P1 | P2 | 3 | P4 | 5 | 6 | 7 | P8 | 9 | 10 | 11 | 12 |

0 | 1 | 0 | 1 | 0 | 1 | 1 | 0 | 0 | 0 | 1 | 1 |

On checking we find the Parity bits P1(True), P2(True), P4(True), P8(True), so parity is found to be intact, so is code, and hence no error in code (i).

The Original data was: 00110011

(ii)

P1 | P2 | 3 | P4 | 5 | 6 | 7 | P8 | 9 | 10 | 11 | 12 |

1 | 1 | 1 | 1 | 1 | 0 | 0 | 0 | 1 | 1 | 0 | 0 |

On checking we find the Parity bits P1(True), P2(False), P4(True), P8(True), so parity is found to be incorrect at position P2, so the parity bit is in error, but, the data is intact with no error in data bits of code (ii).

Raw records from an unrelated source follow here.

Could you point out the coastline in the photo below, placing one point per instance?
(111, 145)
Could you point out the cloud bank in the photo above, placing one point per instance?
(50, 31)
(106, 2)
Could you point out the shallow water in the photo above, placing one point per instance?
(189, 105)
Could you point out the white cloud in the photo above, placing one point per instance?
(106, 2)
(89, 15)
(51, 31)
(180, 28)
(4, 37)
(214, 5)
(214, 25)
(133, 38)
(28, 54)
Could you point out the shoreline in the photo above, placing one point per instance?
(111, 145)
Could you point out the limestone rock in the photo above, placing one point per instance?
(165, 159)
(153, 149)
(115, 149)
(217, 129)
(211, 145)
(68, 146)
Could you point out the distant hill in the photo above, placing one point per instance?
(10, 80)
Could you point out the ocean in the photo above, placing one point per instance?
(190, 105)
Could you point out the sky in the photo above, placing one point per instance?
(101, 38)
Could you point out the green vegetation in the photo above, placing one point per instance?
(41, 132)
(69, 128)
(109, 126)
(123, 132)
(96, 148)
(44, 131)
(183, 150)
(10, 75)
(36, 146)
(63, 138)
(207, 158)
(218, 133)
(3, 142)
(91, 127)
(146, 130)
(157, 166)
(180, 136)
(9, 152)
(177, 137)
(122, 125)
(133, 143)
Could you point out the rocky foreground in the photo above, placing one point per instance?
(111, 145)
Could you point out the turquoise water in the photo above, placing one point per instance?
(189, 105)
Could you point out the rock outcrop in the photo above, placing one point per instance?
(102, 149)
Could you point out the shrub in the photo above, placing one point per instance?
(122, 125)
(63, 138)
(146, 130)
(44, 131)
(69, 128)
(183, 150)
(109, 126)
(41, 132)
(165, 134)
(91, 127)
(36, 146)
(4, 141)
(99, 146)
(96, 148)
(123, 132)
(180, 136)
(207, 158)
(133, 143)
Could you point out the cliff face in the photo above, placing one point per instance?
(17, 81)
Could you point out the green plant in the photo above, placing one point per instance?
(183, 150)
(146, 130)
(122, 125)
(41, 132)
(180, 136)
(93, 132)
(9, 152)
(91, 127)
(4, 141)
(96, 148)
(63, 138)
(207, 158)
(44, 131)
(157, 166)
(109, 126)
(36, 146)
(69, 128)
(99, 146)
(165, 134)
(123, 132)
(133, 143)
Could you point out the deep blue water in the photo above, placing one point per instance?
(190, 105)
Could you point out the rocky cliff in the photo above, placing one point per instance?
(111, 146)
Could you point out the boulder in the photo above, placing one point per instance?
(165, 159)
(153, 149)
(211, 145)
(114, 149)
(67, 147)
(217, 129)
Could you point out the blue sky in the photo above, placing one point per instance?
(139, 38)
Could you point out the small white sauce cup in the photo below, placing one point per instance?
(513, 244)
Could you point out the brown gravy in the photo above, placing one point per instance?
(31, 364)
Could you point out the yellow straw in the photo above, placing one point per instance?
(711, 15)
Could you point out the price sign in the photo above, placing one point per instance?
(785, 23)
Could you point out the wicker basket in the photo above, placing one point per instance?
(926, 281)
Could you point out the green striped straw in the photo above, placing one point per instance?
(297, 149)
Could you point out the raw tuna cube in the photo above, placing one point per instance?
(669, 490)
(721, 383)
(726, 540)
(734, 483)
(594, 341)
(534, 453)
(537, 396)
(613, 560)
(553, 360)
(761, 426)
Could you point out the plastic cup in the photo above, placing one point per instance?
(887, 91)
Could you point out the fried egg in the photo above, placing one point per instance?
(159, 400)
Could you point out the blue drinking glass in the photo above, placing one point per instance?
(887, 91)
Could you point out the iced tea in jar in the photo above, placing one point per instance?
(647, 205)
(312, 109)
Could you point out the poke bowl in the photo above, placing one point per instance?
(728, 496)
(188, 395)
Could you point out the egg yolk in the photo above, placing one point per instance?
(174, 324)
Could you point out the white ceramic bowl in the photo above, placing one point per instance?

The original data was: 11001100

(iii)

P1 | P2 | 3 | P4 | 5 | 6 | 7 | P8 | 9 | 10 | 11 | 12 |

0 | 0 | 0 | 0 | 1 | 0 | 0 | 0 | 1 | 0 | 1 | 1 |

On checking we find the Parity bits P1(False), P2(False), P4(True), P8(False), so parity information is found to be incorrect at position P21, P2,and P8. So the bit is in error is 1+2+8=11, and hence the correct code should be as :

000010001001

2. If the data 100 was sent as 111000 and at the receiver it is received as : 111001, find error if any using Hamming System.

Ans:

P1 | P2 | 3 | P4 | 5 | 6 |

1 | 1 | 1 | 0 | 0 | 1 |

Checking for error if any:

Check Parity bit 1 – checks bits 1, 3,5 – 11 0 – OK

Check Parity bit 2 – checks bits 2,3,6 – 1 1 1 – WRONG

Check Parity bit 4 – checks bits 4,5,6 – 0 0 1 – WRONG

The bad bit is bit (2 + 4) = bit 6. Data was corrupted.

Correction is complement bit 6, complementing it, Correct data should be 100.